Not the burrito. The burrito is completely absurd. It is a generic dish in flat bread and an arbitrary method of celebrating the possession of two dollars. The first person who ate the burrito did not do so because they recognized it. The first person who ate the burrito did not do so because of a pre-existing fast-food format. The first person who ate the burrito chose a dish which was literally pulled out of the ether by mere human creativity and willpower.
The burrito is proof that humans can stare into the meaningless emptiness of eternity and impose their own meaning on it. I will always eat the burrito, my guys!
Julius Plato S. continues.
"You shall not cry, you are strong sailors,
'cept for Kaithleen, she's a weak dosser."
"I am righteously outraged, ye old fool,
Receive my succulent punches, bold buffoon."
Emo Ute starts to speak.
"Now, finish this farce I plead!
It's Diablo I want to see.
This request 's merely wee!"
Manuel stands up from his chair,
"Enough games, long I pull thy ear
turned white and pallid out of fear
when my maw arrives at your rear!"
I shout into the night,
"So do you want to fight
like a dog or noble knight?"
Misery in guise of Manuel,
"Galloo-galley, our heyday's here.
Rapture follows closely 'hind thy feet!"
Emo Ute and her book,
"Listen closely, children look!
Rescue's coming really soon!"
"But where? But where?", a choir's prayer.
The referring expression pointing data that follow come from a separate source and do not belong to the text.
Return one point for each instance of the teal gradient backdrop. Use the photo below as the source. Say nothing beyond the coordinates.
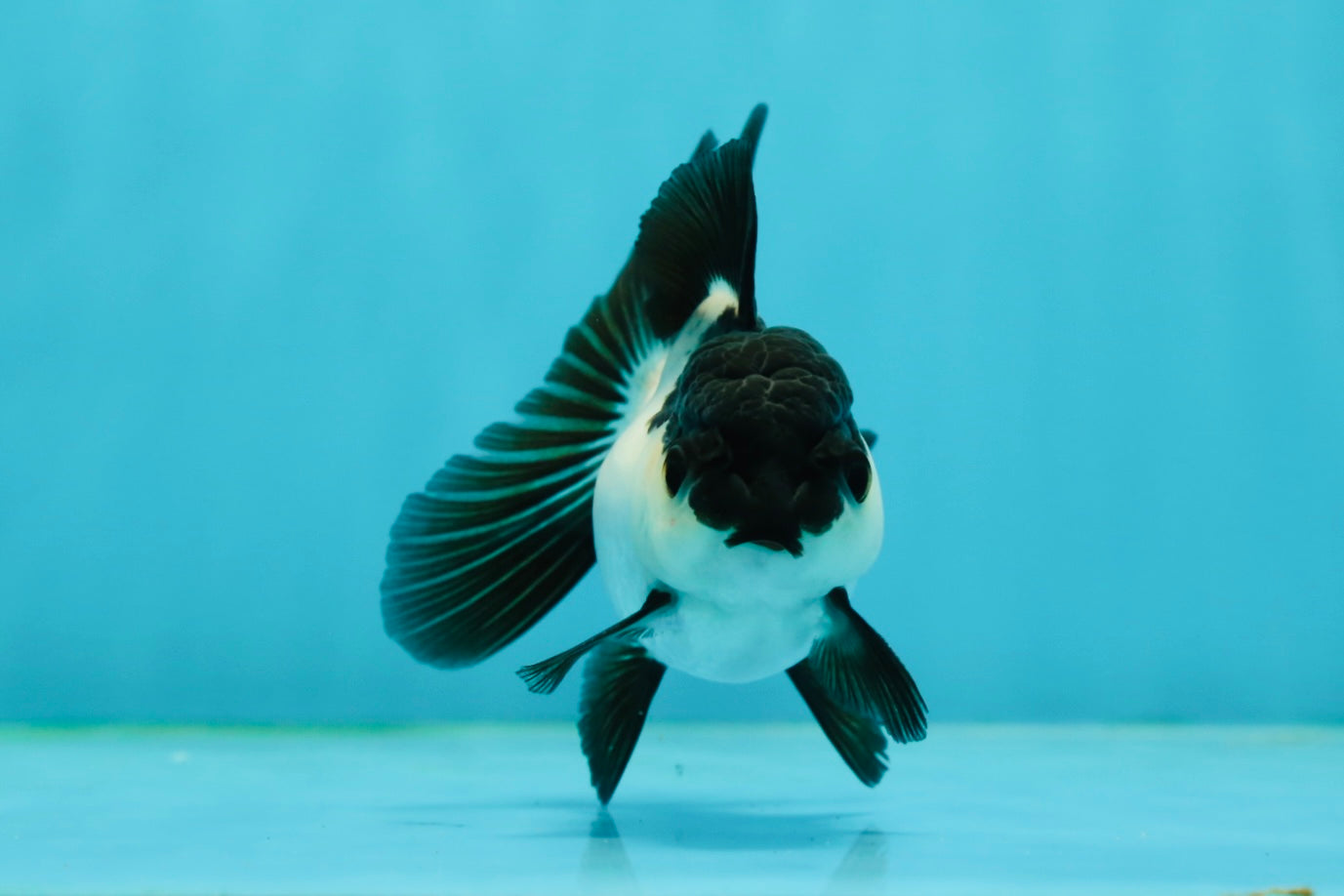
(264, 266)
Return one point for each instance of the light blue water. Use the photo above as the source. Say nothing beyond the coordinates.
(705, 809)
(264, 266)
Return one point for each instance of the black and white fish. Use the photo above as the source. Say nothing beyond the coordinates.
(707, 463)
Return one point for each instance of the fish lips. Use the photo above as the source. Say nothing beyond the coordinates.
(770, 542)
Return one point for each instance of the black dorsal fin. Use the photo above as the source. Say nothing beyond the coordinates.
(498, 538)
(701, 227)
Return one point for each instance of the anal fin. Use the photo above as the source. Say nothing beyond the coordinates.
(859, 671)
(546, 675)
(858, 739)
(619, 685)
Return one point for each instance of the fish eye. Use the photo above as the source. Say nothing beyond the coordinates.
(856, 477)
(673, 470)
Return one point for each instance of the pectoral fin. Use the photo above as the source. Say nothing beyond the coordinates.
(858, 739)
(862, 674)
(619, 685)
(546, 675)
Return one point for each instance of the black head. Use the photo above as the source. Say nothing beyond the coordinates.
(759, 438)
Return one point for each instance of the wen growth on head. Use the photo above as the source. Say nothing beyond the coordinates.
(709, 464)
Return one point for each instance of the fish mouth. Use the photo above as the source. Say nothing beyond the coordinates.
(781, 545)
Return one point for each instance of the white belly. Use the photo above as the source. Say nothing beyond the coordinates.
(740, 613)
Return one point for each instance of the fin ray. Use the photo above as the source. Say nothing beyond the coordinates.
(495, 540)
(858, 739)
(619, 685)
(862, 673)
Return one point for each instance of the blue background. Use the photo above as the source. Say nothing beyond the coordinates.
(264, 266)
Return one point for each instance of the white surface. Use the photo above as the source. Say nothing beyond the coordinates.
(745, 809)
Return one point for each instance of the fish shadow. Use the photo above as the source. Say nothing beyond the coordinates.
(720, 828)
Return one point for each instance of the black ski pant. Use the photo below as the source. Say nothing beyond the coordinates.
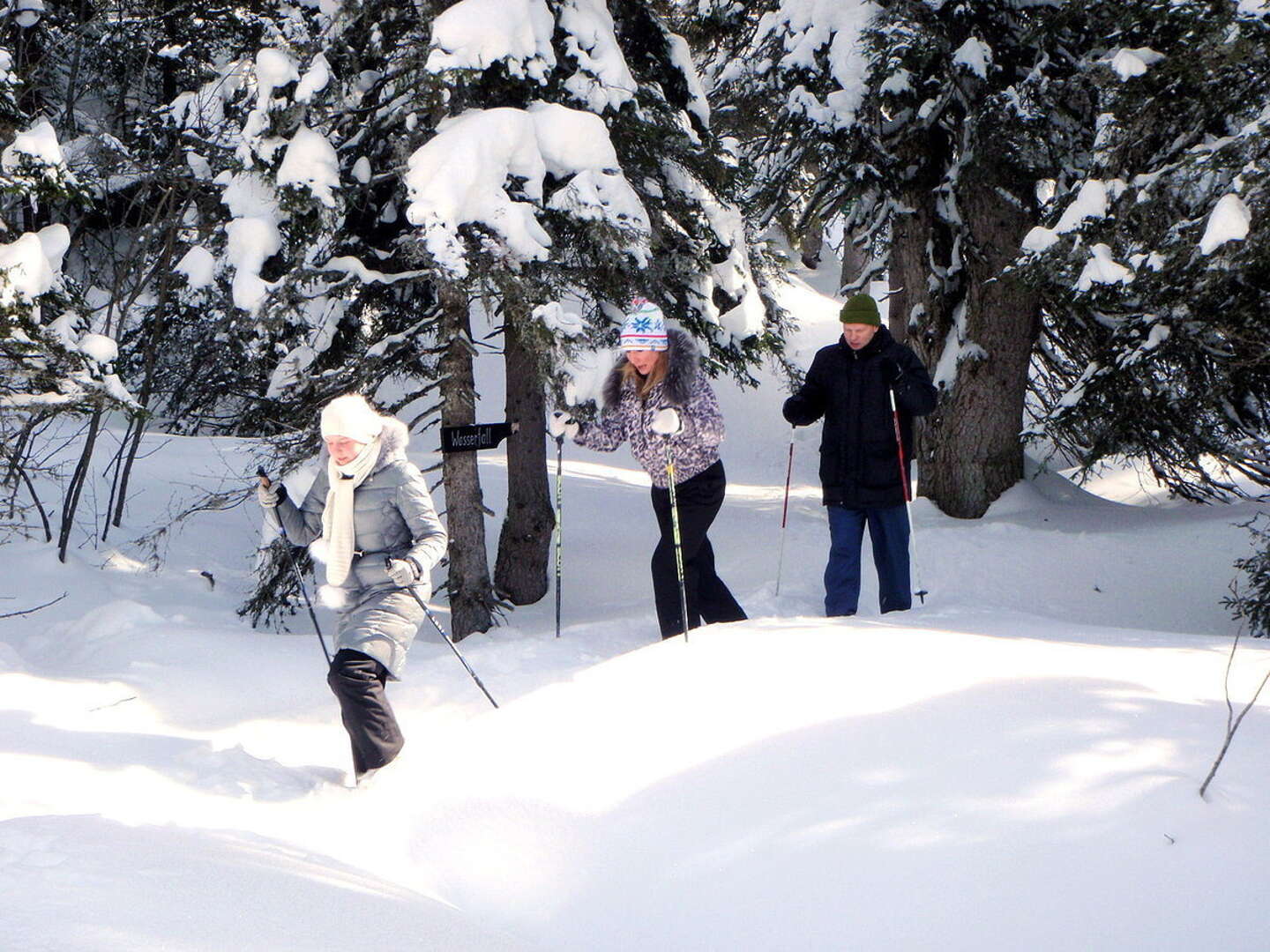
(709, 599)
(358, 683)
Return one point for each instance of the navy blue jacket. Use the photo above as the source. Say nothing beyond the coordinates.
(859, 457)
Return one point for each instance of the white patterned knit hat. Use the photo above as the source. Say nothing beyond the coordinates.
(644, 328)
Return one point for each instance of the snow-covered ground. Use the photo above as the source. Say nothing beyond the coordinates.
(1015, 764)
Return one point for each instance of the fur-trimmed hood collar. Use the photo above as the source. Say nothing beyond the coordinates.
(684, 365)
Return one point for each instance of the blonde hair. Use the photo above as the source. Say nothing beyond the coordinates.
(644, 385)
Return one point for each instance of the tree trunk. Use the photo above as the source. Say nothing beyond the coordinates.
(525, 541)
(75, 489)
(973, 450)
(811, 242)
(854, 260)
(471, 598)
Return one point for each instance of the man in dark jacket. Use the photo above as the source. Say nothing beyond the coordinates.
(850, 385)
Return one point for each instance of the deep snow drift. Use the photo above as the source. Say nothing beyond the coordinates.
(1011, 766)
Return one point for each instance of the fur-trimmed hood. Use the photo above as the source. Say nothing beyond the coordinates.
(684, 365)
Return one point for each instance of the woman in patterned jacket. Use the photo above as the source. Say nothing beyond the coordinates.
(657, 397)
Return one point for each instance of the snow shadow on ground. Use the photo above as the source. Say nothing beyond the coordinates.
(832, 815)
(195, 763)
(86, 882)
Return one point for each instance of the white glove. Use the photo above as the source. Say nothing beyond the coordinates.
(667, 421)
(562, 424)
(268, 495)
(401, 571)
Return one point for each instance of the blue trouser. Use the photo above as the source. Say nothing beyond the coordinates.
(888, 531)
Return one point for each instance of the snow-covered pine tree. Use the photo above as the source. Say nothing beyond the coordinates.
(602, 182)
(56, 363)
(925, 124)
(1154, 267)
(297, 256)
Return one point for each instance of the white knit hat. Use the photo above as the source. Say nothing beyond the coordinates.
(644, 328)
(351, 417)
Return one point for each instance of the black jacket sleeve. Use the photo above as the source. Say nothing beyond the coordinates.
(915, 394)
(808, 404)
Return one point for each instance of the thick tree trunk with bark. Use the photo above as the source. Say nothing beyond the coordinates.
(525, 541)
(471, 597)
(972, 450)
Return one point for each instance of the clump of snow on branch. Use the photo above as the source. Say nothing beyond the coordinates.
(205, 108)
(603, 78)
(310, 161)
(733, 274)
(314, 80)
(273, 69)
(253, 235)
(1128, 63)
(559, 320)
(474, 34)
(26, 268)
(38, 143)
(1102, 270)
(461, 176)
(198, 265)
(816, 31)
(975, 56)
(1229, 221)
(1091, 201)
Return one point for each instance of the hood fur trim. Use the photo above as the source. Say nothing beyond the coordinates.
(684, 366)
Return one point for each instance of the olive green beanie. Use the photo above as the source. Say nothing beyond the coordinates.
(860, 309)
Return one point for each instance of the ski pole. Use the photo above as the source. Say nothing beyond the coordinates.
(447, 640)
(908, 499)
(785, 512)
(559, 522)
(678, 545)
(295, 569)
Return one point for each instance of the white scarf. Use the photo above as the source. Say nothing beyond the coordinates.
(337, 518)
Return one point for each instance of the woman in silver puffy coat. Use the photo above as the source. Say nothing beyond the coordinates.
(370, 518)
(657, 398)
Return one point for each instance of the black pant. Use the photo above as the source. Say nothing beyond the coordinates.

"Patience, children.", Emo bewares.
"Oh, why'd you torment us so?
"Do not go wasting your woes!"
Ute slams the book together and opens a new one.
"2+3=7 9-0=9"
A math book… Goddamn curse.
Manuel starts to cry. That was probably all a bit too much. I grab his hand and pull him out of the class - during the lesson! 30 seconds later the bell rings.
"STOP!1!!1! I MUST SEE DIABLO!!!1",
Emo Ute screams and runs after us.
Not that crazy buckle. She is becoming more and more anti-emo day by day. I told her that Diablo hates emos, even though this boy is so hollow and empty that he literally doesn't like anything.